For the first time since probably my teens I have reached the middle of October without having to think about going on that last ditch 'it's only eight weeks to Christmas and I must lose at least eight pounds so I can do up the zip on that little black number'.

We've all done it, haven't we? And it's not just that little black number really. If we want to be truthful it's taking off eight pounds in the next eight weeks so we can stuff ourselves silly over the festive period and gain eight pounds in three days.

Sometimes we leave it until three weeks before Christmas and go on really silly diets - like the Sherry and Shell Walnut diet (You get so drunk on the sherry you haven't the strength to crack the walnuts), or more likely the very popular Mars Bar diet (you eat six lettuce leaves for both main meals and eight Mars Bars in the privacy of your bedroom).
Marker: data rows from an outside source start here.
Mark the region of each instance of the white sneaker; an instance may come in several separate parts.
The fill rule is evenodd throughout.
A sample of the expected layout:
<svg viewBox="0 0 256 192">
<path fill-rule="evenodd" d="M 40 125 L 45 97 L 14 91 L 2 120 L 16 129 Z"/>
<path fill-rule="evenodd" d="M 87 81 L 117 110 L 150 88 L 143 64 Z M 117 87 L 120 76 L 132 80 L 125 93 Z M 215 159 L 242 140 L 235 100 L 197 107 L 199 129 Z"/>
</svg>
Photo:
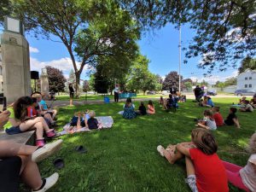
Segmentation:
<svg viewBox="0 0 256 192">
<path fill-rule="evenodd" d="M 63 140 L 59 139 L 54 143 L 45 144 L 43 148 L 37 149 L 32 155 L 32 160 L 38 163 L 50 156 L 61 148 Z"/>
<path fill-rule="evenodd" d="M 32 190 L 32 192 L 45 192 L 49 189 L 50 189 L 52 186 L 54 186 L 59 179 L 59 174 L 57 172 L 55 172 L 49 177 L 45 178 L 46 182 L 43 189 L 40 190 Z"/>
<path fill-rule="evenodd" d="M 162 157 L 165 156 L 165 155 L 164 155 L 164 151 L 163 151 L 163 150 L 165 150 L 165 148 L 163 148 L 163 146 L 159 145 L 159 146 L 157 146 L 156 149 L 157 149 L 157 151 L 160 153 L 160 154 Z"/>
</svg>

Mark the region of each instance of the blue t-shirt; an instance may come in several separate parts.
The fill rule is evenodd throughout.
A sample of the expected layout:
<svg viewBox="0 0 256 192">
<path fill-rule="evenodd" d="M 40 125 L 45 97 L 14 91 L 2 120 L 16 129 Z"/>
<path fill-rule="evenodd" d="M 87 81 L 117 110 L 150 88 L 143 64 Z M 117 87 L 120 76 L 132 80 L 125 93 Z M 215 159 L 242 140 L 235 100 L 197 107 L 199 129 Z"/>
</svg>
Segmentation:
<svg viewBox="0 0 256 192">
<path fill-rule="evenodd" d="M 47 104 L 46 104 L 46 102 L 44 100 L 41 100 L 41 102 L 39 103 L 40 103 L 40 105 L 43 106 L 43 109 L 45 109 L 45 110 L 48 109 L 47 108 Z"/>
</svg>

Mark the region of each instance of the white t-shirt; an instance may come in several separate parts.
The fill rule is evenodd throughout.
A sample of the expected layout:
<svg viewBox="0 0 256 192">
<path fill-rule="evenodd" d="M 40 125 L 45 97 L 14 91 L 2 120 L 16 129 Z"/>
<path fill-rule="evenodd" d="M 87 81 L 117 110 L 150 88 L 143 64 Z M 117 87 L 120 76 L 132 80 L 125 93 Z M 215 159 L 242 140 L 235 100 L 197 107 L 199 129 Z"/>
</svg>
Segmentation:
<svg viewBox="0 0 256 192">
<path fill-rule="evenodd" d="M 247 165 L 240 170 L 239 173 L 242 183 L 251 190 L 256 191 L 256 171 L 253 164 L 256 165 L 256 154 L 252 154 Z"/>
</svg>

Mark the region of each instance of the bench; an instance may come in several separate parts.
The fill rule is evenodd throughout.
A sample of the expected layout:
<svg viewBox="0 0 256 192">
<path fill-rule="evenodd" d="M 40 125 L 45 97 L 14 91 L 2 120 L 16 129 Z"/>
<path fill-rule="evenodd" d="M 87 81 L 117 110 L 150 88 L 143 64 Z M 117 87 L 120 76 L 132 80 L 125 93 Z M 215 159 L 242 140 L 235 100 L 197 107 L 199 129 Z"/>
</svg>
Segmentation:
<svg viewBox="0 0 256 192">
<path fill-rule="evenodd" d="M 0 131 L 0 141 L 12 141 L 20 144 L 35 145 L 35 131 L 8 135 L 4 131 Z"/>
</svg>

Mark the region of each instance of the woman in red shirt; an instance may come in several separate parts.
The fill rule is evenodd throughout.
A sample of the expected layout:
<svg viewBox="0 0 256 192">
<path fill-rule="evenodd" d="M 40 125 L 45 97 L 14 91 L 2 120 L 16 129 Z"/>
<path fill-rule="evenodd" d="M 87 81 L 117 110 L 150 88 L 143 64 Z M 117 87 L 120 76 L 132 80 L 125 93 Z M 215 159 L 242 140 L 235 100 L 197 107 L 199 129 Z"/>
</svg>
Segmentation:
<svg viewBox="0 0 256 192">
<path fill-rule="evenodd" d="M 227 192 L 228 178 L 224 166 L 216 152 L 218 145 L 212 134 L 205 129 L 192 131 L 192 143 L 158 146 L 162 156 L 173 164 L 185 157 L 188 177 L 186 183 L 193 192 Z"/>
</svg>

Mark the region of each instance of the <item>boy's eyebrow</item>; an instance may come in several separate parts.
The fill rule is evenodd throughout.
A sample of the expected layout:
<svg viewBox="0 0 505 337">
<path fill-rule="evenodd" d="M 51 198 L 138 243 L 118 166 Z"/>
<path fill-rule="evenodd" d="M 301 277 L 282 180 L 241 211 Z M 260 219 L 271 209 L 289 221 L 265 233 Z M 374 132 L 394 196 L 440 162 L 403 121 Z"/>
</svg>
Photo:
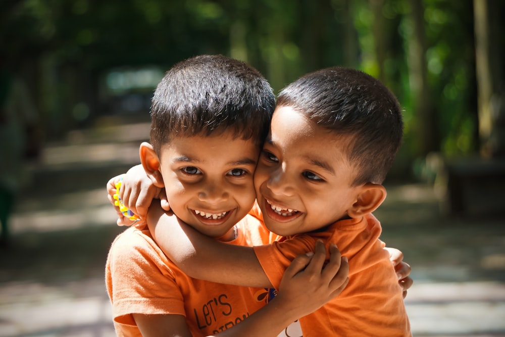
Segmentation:
<svg viewBox="0 0 505 337">
<path fill-rule="evenodd" d="M 317 160 L 317 159 L 314 159 L 308 157 L 307 158 L 307 159 L 309 162 L 310 162 L 311 165 L 314 165 L 315 166 L 319 166 L 323 170 L 326 170 L 333 175 L 335 175 L 335 170 L 328 163 L 326 162 L 322 162 L 321 161 Z"/>
<path fill-rule="evenodd" d="M 174 158 L 173 159 L 173 161 L 174 162 L 194 162 L 194 161 L 198 161 L 193 160 L 192 159 L 191 159 L 189 157 L 187 157 L 187 156 L 184 156 L 184 155 L 183 155 L 182 156 L 179 156 L 179 157 L 175 157 L 175 158 Z"/>
<path fill-rule="evenodd" d="M 241 158 L 237 161 L 230 162 L 229 164 L 231 165 L 255 165 L 257 163 L 257 160 L 255 160 L 251 158 L 248 158 L 247 157 L 244 157 Z"/>
<path fill-rule="evenodd" d="M 196 159 L 192 159 L 190 158 L 187 156 L 184 156 L 184 155 L 182 156 L 179 156 L 179 157 L 176 157 L 173 159 L 173 161 L 174 162 L 184 162 L 188 163 L 199 163 L 199 160 L 197 160 Z M 233 161 L 228 163 L 228 165 L 255 165 L 257 163 L 256 160 L 252 159 L 251 158 L 249 158 L 247 157 L 244 157 L 243 158 L 240 158 L 238 160 Z"/>
</svg>

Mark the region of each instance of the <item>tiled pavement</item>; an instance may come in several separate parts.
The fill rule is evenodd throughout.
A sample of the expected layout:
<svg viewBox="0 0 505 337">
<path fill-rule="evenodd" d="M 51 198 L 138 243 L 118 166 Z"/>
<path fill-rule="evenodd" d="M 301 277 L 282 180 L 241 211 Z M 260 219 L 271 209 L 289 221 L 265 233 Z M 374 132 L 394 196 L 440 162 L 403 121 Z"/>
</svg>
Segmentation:
<svg viewBox="0 0 505 337">
<path fill-rule="evenodd" d="M 34 167 L 13 240 L 0 251 L 0 337 L 115 335 L 104 266 L 123 228 L 105 186 L 138 161 L 148 125 L 110 125 L 48 145 Z M 446 218 L 430 187 L 388 187 L 376 215 L 384 240 L 413 266 L 406 303 L 414 335 L 505 336 L 502 219 Z"/>
</svg>

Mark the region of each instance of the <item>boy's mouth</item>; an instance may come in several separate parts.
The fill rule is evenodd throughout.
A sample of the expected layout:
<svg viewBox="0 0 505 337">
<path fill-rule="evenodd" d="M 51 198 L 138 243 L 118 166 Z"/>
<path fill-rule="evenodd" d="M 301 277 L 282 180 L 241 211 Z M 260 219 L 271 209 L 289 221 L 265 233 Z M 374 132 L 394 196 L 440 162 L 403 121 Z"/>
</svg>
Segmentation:
<svg viewBox="0 0 505 337">
<path fill-rule="evenodd" d="M 202 211 L 198 211 L 197 210 L 193 210 L 195 214 L 197 215 L 199 215 L 203 218 L 206 219 L 213 219 L 213 220 L 219 220 L 222 219 L 226 214 L 228 214 L 228 211 L 223 212 L 222 213 L 206 213 L 203 212 Z"/>
<path fill-rule="evenodd" d="M 292 216 L 293 215 L 294 215 L 296 213 L 298 213 L 298 211 L 296 210 L 292 210 L 290 208 L 283 208 L 280 206 L 275 205 L 268 199 L 265 199 L 265 201 L 266 201 L 267 203 L 270 206 L 270 207 L 272 208 L 272 210 L 281 216 Z"/>
</svg>

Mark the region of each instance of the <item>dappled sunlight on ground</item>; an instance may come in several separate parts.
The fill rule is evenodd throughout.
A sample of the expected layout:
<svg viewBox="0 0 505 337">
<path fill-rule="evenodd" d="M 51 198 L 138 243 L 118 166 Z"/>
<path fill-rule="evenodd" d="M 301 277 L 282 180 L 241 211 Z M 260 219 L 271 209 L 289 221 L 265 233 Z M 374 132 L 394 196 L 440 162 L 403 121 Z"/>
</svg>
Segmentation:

This year I don't have to do that because since last January I have managed to lose a lot of weight and keep it off.

This sounds like boasting and I only mention it here because numerous people have wondered aloud why I haven't written about it seeing as I usually write endlessly about the minutiae of my life. Well they didn't quite put it that way but I get the picture.

There are two reasons. One is that I am somewhat superstitious and have the feeling that no sooner do I boastfully claim to having lost several stones then the missing poundage will somehow leap out from behind a large object and jump straight back on my hips. Rather like saying 'I've never broken a bone in my life' seconds before being mown down by a steam roller.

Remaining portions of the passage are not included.